1,952 publications in the peer-reviewed literature were evaluated though an exhaustive search and no previous studies about ECRs ghostwriting peer review reports were found. 498 researchers were then surveyed about their experiences with, and opinions about, co-reviewing and ghostwriting as ECRs. This found:

  • 3/4 of those surveyed have co-reviewed and most find it to be a beneficial (95% agree) and ethical (73% agree) form of training in peer review;

  • co-reviewing is the second most commonly reported form of training in peer review besides receiving reviews on one’s own papers;

  • 1/2 of those surveyed have ghostwritten a peer review report, despite the 4/5ths majority opinion that ghostwriting is unethical;

  • 3 barriers to including co-reviewer names on peer review reports are a lack of communication between PIs and ECRs, a false belief that co-authorship is for manuscripts but not peer review reports, and prohibitive journal policies that are out of alignment with current practice and opinions about best practice.

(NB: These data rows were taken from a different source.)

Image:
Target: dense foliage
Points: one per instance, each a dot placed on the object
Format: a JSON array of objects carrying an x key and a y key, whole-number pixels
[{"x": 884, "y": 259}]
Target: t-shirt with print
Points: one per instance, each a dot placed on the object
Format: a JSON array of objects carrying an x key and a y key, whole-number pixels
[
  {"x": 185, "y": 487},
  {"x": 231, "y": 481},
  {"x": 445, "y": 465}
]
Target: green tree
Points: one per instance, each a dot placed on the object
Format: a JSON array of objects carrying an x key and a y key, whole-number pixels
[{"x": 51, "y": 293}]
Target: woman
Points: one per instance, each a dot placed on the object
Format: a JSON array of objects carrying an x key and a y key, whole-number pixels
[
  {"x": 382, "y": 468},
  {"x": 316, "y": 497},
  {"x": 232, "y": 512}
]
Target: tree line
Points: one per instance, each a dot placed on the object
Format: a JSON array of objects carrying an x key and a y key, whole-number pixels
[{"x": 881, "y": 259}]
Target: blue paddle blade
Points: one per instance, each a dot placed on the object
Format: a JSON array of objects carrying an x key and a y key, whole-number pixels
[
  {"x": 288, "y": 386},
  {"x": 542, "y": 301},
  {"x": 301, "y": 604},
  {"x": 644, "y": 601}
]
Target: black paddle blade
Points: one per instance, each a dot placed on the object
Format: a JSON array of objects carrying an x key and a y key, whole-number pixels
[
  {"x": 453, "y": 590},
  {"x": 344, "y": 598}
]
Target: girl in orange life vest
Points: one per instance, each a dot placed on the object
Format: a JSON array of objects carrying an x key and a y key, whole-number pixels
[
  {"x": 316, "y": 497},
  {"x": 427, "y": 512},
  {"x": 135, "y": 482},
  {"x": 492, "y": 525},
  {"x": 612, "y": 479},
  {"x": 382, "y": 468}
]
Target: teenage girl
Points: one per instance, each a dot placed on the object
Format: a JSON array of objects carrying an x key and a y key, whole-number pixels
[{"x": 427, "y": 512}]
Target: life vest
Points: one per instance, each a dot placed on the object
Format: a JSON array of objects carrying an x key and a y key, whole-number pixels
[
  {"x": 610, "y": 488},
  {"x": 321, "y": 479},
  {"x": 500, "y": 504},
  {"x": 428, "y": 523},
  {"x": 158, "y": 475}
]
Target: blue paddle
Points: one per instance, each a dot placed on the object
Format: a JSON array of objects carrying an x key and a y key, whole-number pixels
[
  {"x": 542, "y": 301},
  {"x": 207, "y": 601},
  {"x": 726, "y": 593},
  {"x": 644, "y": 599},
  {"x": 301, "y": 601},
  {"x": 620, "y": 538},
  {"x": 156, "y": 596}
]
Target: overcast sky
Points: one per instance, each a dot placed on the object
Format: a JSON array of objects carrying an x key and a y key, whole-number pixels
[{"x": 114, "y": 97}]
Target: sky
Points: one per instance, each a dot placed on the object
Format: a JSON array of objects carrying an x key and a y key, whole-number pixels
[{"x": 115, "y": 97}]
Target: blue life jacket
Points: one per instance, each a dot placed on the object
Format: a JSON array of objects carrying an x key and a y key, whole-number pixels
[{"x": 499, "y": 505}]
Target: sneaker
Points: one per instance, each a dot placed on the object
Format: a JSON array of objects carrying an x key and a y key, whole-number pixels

The preprint summarizes these data along with recommendations for how to discourage unethical ghostwriting and encourage co-reviewing as training in peer review. Authors are now preparing a research article reporting the data and opinion piece summarizing our recommendations.

To help with this effort, please do feel free to contact the authors, comment on the preprint, or discuss online on Twitter using #ECRPeerReview to give comments and feedback. Stay tuned for future blogposts discussing some of the data and preliminary findings that are not in the paper, and keep checking our ECRPeerReview resource page for further updates.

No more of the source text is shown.